Dangling References in KB

task-tracking-feature-20260523 has two relationship.missing_reference warnings for task-tracking-feature-page and tasks-page-feature-design-20260523. These reference targets don't exist in the KB. The records were likely renamed or the page was moved without updating the memory record's references array.

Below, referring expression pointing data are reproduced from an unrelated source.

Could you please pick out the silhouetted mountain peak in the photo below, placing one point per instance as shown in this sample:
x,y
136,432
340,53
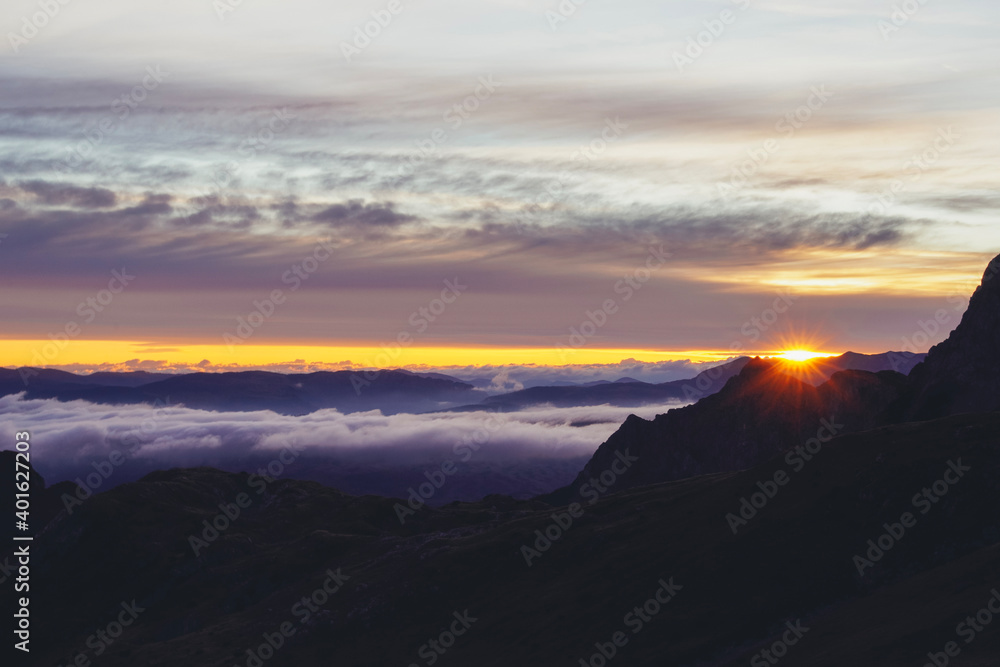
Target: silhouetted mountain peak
x,y
962,374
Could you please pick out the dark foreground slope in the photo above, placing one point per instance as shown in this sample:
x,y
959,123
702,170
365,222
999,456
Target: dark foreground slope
x,y
793,561
760,414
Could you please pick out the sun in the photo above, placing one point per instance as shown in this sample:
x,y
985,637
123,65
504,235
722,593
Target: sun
x,y
803,355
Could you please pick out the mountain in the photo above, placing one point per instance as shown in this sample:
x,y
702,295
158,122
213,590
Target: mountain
x,y
398,587
962,374
296,394
760,414
768,410
628,392
622,393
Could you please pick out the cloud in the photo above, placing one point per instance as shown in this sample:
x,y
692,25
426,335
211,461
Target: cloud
x,y
62,194
69,438
357,213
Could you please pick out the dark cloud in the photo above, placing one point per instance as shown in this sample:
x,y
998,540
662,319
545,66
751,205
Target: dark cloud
x,y
357,213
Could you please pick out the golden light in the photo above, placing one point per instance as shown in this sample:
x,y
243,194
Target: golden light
x,y
803,355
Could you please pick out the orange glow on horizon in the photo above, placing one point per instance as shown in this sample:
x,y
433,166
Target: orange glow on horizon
x,y
804,355
41,353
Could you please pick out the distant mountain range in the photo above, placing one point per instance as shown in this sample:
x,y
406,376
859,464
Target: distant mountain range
x,y
295,394
766,410
850,523
391,391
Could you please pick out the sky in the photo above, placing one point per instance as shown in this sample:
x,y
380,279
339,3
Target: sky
x,y
204,185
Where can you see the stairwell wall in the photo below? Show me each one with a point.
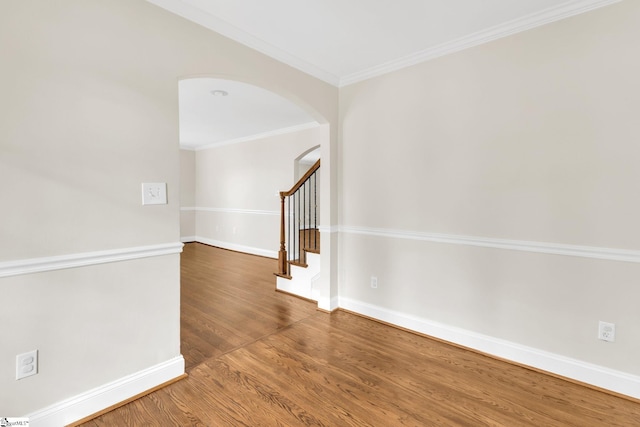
(237, 190)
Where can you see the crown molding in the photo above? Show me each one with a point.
(555, 13)
(201, 17)
(552, 14)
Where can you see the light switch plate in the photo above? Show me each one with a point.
(154, 193)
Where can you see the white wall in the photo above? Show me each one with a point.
(187, 195)
(237, 203)
(89, 111)
(449, 169)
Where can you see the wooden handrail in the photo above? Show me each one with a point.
(302, 180)
(283, 262)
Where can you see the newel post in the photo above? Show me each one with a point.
(282, 255)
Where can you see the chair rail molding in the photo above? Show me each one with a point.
(611, 254)
(38, 265)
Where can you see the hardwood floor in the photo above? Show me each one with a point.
(256, 357)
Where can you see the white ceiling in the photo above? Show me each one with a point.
(345, 41)
(246, 112)
(340, 42)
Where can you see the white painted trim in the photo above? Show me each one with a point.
(231, 210)
(37, 265)
(552, 14)
(328, 228)
(235, 247)
(98, 399)
(609, 379)
(609, 254)
(276, 132)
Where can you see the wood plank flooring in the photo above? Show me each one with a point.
(256, 357)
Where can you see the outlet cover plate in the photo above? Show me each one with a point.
(26, 364)
(154, 193)
(607, 331)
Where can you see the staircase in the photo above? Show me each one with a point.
(299, 255)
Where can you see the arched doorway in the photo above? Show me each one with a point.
(235, 137)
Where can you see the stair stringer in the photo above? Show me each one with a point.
(302, 279)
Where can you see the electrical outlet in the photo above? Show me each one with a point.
(154, 193)
(26, 364)
(607, 331)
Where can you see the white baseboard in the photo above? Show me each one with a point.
(98, 399)
(235, 247)
(605, 378)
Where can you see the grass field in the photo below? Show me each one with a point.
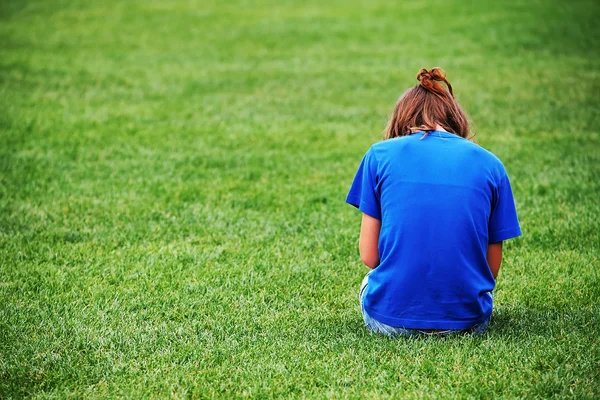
(172, 185)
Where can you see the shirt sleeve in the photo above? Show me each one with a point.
(363, 193)
(504, 223)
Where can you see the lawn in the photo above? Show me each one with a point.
(172, 186)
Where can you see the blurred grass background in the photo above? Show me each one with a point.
(172, 184)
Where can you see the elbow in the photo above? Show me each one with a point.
(370, 260)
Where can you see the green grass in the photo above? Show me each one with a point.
(172, 185)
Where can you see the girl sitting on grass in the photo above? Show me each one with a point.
(436, 208)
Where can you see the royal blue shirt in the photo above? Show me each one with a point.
(441, 200)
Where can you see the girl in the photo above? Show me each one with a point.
(436, 208)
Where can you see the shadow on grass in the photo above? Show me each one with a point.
(509, 322)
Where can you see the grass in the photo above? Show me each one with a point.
(172, 184)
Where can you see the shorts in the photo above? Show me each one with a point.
(379, 327)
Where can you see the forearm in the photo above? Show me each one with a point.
(494, 257)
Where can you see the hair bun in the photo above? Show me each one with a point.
(428, 78)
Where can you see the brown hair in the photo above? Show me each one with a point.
(426, 105)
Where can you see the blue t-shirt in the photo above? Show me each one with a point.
(441, 200)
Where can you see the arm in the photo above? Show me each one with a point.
(494, 257)
(369, 237)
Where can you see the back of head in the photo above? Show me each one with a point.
(426, 106)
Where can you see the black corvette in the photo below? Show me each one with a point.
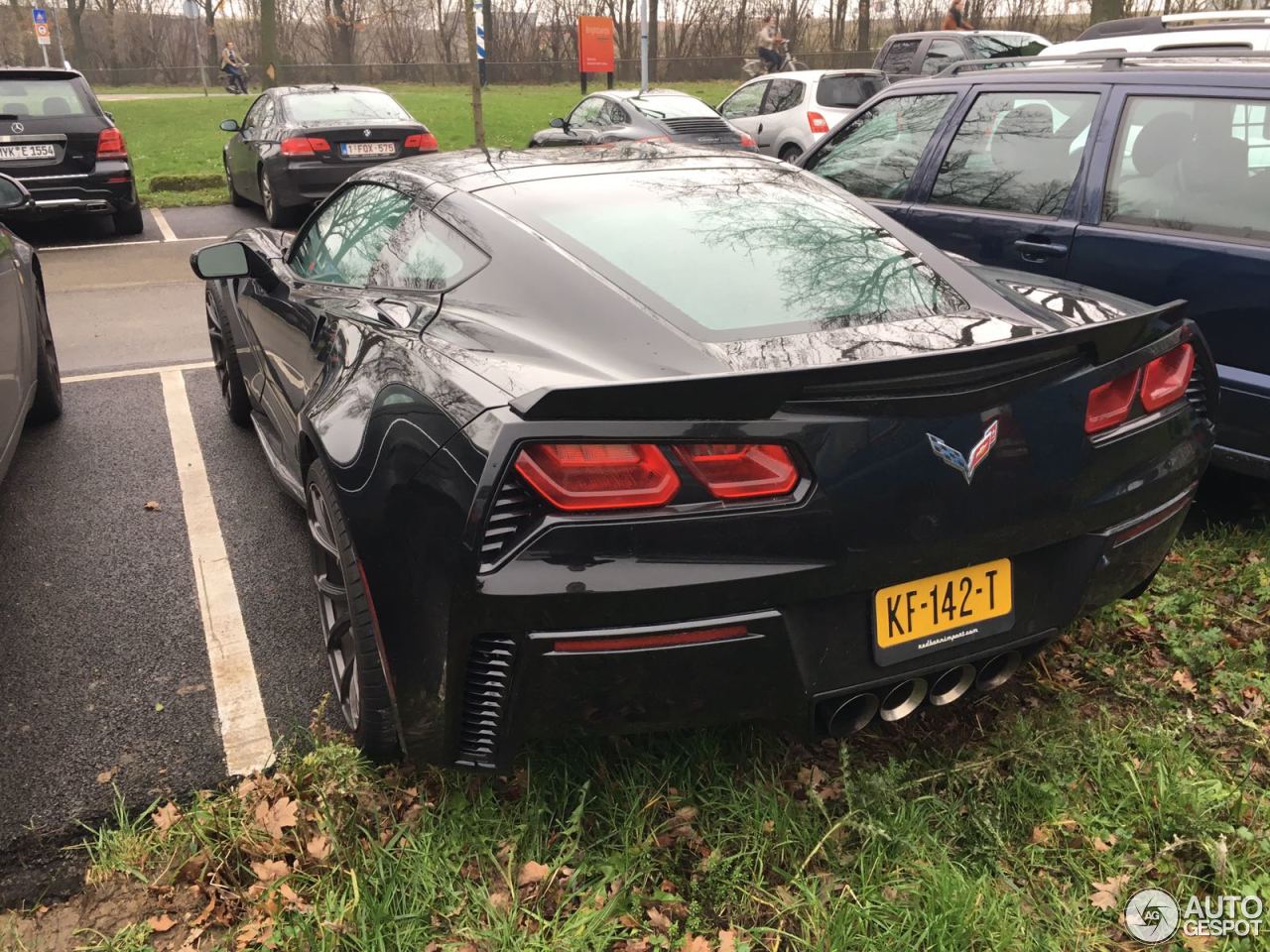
(633, 438)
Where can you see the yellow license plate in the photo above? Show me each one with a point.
(944, 610)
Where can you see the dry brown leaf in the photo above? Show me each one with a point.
(160, 923)
(1106, 893)
(277, 816)
(532, 874)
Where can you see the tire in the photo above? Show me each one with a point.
(352, 654)
(128, 221)
(235, 198)
(49, 379)
(229, 373)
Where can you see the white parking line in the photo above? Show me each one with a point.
(137, 372)
(244, 729)
(164, 227)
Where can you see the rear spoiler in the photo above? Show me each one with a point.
(749, 395)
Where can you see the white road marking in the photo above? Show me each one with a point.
(137, 372)
(164, 227)
(244, 729)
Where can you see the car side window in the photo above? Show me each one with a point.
(940, 54)
(898, 56)
(343, 241)
(426, 253)
(876, 154)
(1193, 164)
(1016, 153)
(746, 102)
(781, 95)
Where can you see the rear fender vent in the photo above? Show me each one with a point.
(485, 696)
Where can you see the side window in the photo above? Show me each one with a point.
(899, 56)
(1016, 153)
(1199, 166)
(940, 54)
(876, 154)
(426, 254)
(746, 102)
(781, 95)
(341, 243)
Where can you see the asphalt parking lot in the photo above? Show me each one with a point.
(149, 651)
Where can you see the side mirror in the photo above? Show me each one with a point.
(13, 194)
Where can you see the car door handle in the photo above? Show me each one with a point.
(1039, 250)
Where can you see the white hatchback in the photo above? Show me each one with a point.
(790, 112)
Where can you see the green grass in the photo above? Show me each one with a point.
(182, 136)
(1137, 747)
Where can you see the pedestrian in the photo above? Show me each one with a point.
(955, 17)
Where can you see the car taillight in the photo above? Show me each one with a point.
(109, 145)
(1166, 379)
(740, 470)
(590, 476)
(421, 143)
(302, 145)
(1109, 404)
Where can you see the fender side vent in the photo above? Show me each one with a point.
(485, 696)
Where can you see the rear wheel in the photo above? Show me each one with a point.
(348, 636)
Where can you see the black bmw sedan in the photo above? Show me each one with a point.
(298, 144)
(739, 447)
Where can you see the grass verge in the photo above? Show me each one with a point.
(1134, 753)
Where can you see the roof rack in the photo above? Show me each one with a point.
(1114, 59)
(1143, 26)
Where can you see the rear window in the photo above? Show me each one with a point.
(672, 107)
(44, 98)
(724, 253)
(343, 104)
(844, 91)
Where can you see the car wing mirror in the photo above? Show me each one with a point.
(13, 194)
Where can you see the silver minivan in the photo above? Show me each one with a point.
(790, 112)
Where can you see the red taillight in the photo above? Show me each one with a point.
(587, 476)
(1109, 405)
(109, 145)
(740, 470)
(1166, 379)
(421, 143)
(304, 146)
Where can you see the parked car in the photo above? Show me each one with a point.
(627, 116)
(788, 114)
(1188, 32)
(735, 447)
(1152, 181)
(64, 149)
(31, 388)
(926, 53)
(299, 144)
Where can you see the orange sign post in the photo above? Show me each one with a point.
(594, 48)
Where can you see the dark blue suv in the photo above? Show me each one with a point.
(1139, 176)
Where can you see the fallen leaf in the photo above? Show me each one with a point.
(532, 874)
(160, 923)
(1106, 893)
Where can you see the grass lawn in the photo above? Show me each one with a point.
(1134, 753)
(182, 136)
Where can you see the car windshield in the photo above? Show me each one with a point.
(42, 98)
(672, 107)
(724, 253)
(338, 105)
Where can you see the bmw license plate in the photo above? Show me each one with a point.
(357, 150)
(942, 611)
(24, 151)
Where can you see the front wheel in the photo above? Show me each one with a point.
(348, 636)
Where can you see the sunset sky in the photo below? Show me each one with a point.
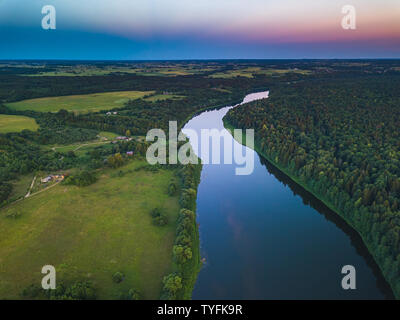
(202, 29)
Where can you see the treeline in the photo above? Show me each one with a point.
(186, 255)
(341, 140)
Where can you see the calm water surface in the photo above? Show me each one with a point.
(264, 237)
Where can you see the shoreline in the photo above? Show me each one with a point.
(228, 126)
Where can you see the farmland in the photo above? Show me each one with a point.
(92, 232)
(9, 123)
(79, 103)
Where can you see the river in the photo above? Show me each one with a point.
(265, 237)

Missing Tool Capabilities (Gap Analysis)

Missing capability Impact Notes
No KB memory write tools via MCP High Agents can only read memory records; writes go through proposals. Intentional design per governance model, but not documented in tool descriptions.
No semantic page search Medium page_search is lexical-only; concept-level page retrieval requires unified_search which also returns memories
No search result pagination Medium limit with no offset — large KBs have no way to page through results beyond the first N
No date-range filter on search Low-Medium Can't filter to "records updated in the last 30 days"; recency only surfaced in no-query mode
No memorysmith_health tool Low Agents can't check service readiness before invoking expensive tools
No memorysmith_task_delete MCP tool Low Soft delete exists in UI/REST API but not exposed over MCP
page_search omits minimumRole Low Security-sensitive: agents can't know from search results which pages are Admin-only
Source bundle has no timeout param High Caller has no control over wait duration when file I/O blocks
DisabledTools/EnabledTools config undocumented in MCP tool descriptions Medium Per features/api-and-mcp, these config keys exist but aren't mentioned in the tool schemas or the skill

Tag Allowlist Saturation

The vast majority of tags in active use are tag.unknown_plainstreaming, ollama, blazor, rrf, onnx, provider, layout, security, ci, doxygen, etc. The allowlist appears to cover only a very narrow set of tags relative to the vocabulary actually in use. This makes the diagnostics noise essentially universal and dilutes the signal value of the warning. Either expand the allowlist significantly or consider silencing tag.unknown_plain from the MCP output by default (it's Info severity, not actionable by agents).